Primeira Edição: Original alemão ABSOLUTER MEHRWERT publicado em Neues Deutschland, 18.02.2005

Fonte: http://www.obeco-online.org/robertkurz.htm

Transcrição e HTML: Fernando Araújo.


Como qualquer criança sabe, para o capital não se trata de manteiga, nem de canhões, mas apenas da mais-valia — seja qual for a forma material em que ela se apresente. A mais valia é "riqueza abstracta" (Marx), ou seja, o dinheiro como fim em si mesmo. Como é sabido, trata-se de uma determinada soma de valor, que é produzido pela força de trabalho empregue, para além dos custos da sua própria reprodução. Isso ocorre sob duas formas distintas, como Marx fez notar: como mais valia absoluta e como mais valia relativa. "Absoluta": aumento directo da mais valia, sobretudo através do prolongamento da jornada de trabalho ou da redução dos salários; "relativa": aumento indirecto da mais valia, quando o desenvolvimento das forças produtivas embaratece as mercadorias para o sustento do trabalho assalariado, tornando assim maior a parte do capital na massa do valor.

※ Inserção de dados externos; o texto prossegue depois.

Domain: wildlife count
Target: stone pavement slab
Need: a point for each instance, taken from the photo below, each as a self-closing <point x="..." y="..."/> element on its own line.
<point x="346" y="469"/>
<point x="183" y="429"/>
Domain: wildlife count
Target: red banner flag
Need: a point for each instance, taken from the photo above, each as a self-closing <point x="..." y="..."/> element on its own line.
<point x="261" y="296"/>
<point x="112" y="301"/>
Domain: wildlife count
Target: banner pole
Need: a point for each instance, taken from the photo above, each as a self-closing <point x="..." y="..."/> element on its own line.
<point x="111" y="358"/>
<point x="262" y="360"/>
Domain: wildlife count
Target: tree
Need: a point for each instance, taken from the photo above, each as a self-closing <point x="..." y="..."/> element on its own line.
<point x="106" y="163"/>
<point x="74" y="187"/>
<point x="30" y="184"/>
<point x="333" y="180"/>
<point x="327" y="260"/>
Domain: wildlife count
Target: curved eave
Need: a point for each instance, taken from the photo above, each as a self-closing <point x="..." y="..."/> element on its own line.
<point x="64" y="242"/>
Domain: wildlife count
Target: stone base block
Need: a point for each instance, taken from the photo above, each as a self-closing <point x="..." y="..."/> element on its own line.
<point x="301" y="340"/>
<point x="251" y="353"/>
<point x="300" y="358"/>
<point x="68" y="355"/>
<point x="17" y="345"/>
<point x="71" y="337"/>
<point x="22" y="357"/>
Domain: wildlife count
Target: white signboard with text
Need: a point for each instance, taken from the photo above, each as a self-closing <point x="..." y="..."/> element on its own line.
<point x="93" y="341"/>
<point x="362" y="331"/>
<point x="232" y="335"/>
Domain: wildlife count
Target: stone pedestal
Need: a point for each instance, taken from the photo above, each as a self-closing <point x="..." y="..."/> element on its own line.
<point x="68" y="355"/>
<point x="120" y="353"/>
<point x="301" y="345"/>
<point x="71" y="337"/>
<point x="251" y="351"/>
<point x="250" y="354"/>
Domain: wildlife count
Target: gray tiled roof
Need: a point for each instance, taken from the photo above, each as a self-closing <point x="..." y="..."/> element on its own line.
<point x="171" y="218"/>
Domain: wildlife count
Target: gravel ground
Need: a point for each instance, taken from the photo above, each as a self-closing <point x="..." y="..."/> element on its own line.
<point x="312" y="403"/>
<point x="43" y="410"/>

O milagre económico, tal como todos os elementos "civilizatórios" no capitalismo, baseou-se na mais valia relativa. Nas indústrias "fordistas" (automóveis, electrónica para uso doméstico e de entretenimento) foi possível empregar rentavelmente grandes massas de força de trabalho. Com isso o capital aumentou a sua parte relativa na criação de valor, enquanto coube aos/às trabalhadores/as assalariados/as, mesmo assim, mais consumo de bens de uso, através do embaratecimento das mercadorias. É verdade que os momentos da mais valia absoluta também desempenharam o seu papel, por exemplo com a intensificação do trabalho na linha de montagem, mas dominou a mais valia relativa. Como produto residual surgiu o sustento do sistema de ensino, cuidados médicos, cultura, etc.

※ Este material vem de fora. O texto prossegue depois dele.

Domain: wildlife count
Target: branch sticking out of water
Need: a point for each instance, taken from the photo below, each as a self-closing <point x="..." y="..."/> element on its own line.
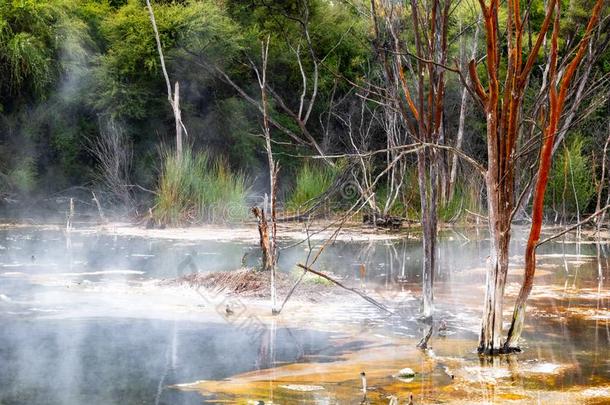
<point x="364" y="296"/>
<point x="579" y="224"/>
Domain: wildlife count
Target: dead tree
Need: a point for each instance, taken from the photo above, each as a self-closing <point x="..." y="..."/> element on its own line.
<point x="423" y="75"/>
<point x="463" y="111"/>
<point x="172" y="97"/>
<point x="503" y="106"/>
<point x="268" y="237"/>
<point x="558" y="91"/>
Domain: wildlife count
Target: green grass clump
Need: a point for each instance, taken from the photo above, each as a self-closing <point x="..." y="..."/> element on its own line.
<point x="572" y="180"/>
<point x="196" y="189"/>
<point x="311" y="181"/>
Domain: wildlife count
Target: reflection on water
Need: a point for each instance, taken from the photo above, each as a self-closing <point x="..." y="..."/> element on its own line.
<point x="104" y="353"/>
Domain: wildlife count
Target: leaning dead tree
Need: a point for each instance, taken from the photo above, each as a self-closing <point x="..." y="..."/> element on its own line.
<point x="503" y="102"/>
<point x="172" y="96"/>
<point x="415" y="86"/>
<point x="558" y="91"/>
<point x="267" y="227"/>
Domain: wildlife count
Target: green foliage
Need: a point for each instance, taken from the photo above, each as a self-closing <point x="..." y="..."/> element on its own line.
<point x="196" y="189"/>
<point x="571" y="182"/>
<point x="21" y="178"/>
<point x="311" y="181"/>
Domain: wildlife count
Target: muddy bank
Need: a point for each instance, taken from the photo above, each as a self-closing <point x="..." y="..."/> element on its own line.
<point x="253" y="283"/>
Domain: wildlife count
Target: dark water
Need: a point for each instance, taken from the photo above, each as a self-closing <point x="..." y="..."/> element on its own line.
<point x="111" y="358"/>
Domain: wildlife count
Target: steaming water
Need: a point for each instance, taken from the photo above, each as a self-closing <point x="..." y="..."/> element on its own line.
<point x="80" y="325"/>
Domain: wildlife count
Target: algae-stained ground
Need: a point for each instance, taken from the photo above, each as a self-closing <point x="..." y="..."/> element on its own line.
<point x="161" y="335"/>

A crise da terceira revolução industrial é também a crise da mais valia relativa. Com as novas forças produtivas, já não é possível empregar de forma rentável grandes massas de força de trabalho em quantidade suficiente. Por isso, o embaratecimento das mercadorias destinadas ao consumo dos produtores já não chega para garantir a acumulação do capital. A mais valia relativa torna-se insignificante. A prova prática disso é que o capital retorna à predominância da mais valia absoluta. O que parece inteiramente absurdo a qualquer saudável entendimento humano, é a "razão" da lógica capitalista: a acumulação deve ser salva, à custa do prolongamento da jornada de trabalho para a mão de obra remanescente, de um crescente aumento da intensidade e drástica redução da protecção do trabalho. Simultaneamente, deve cair o "nível histórico-moral" (Marx) atingido, dos custos de reprodução da força de trabalho, para que os salários reais possam baixar em absoluto: bens culturais, viagens de férias, consumo de bens alimentares de padrão mais elevado, e até mesmo um apartamento com o equipamento há muito considerado natural são, pouco a pouco, "declarados inacessíveis" ao nível médio do custo de vida, por um discurso repressivo; do mesmo modo, os domínios do consumo público, indirectamente financiados pela mais valia relativa, como cuidados médicos, cultura, etc. são reduzidos.

Com o regresso do domínio da mais-valia absoluta, o capital mostra a carantonha destapada da barbárie, fazendo desaparecer, assim, a aparência de potencial civilizatório. Mas, ao contrário do capitalismo da máquina a vapor, o capitalismo da microelectrónica já não consegue sugar suficiente força de trabalho nesta base. Quando é empregue cada vez menos força de trabalho, também de nada serve o mais brutal esgotamento desta — a massa de mais valia cai, apesar de tudo. No mercado das mercadorias isto manifesta-se como um problema de vendas. É certo que as mercadorias continuam a embaratecer, através do desenvolvimento das forças produtivas, mas, numa situação de predomínio da mais valia absoluta, tal nunca será suficiente para conseguir chegar à plenitude do consumo de massas. Salários e transferências sociais (subsídios de desemprego e de doença, apoios sociais, pensões de reforma, etc.) caem, em termos relativos e absolutos, mais depressa do que as mercadorias embaratecem. Uma combinação de desemprego em massa e "pobreza empregada" não consegue trazer a acumulação do capital, mas o capitalismo já não é capaz de outra coisa. Tempos difíceis para os "realistas".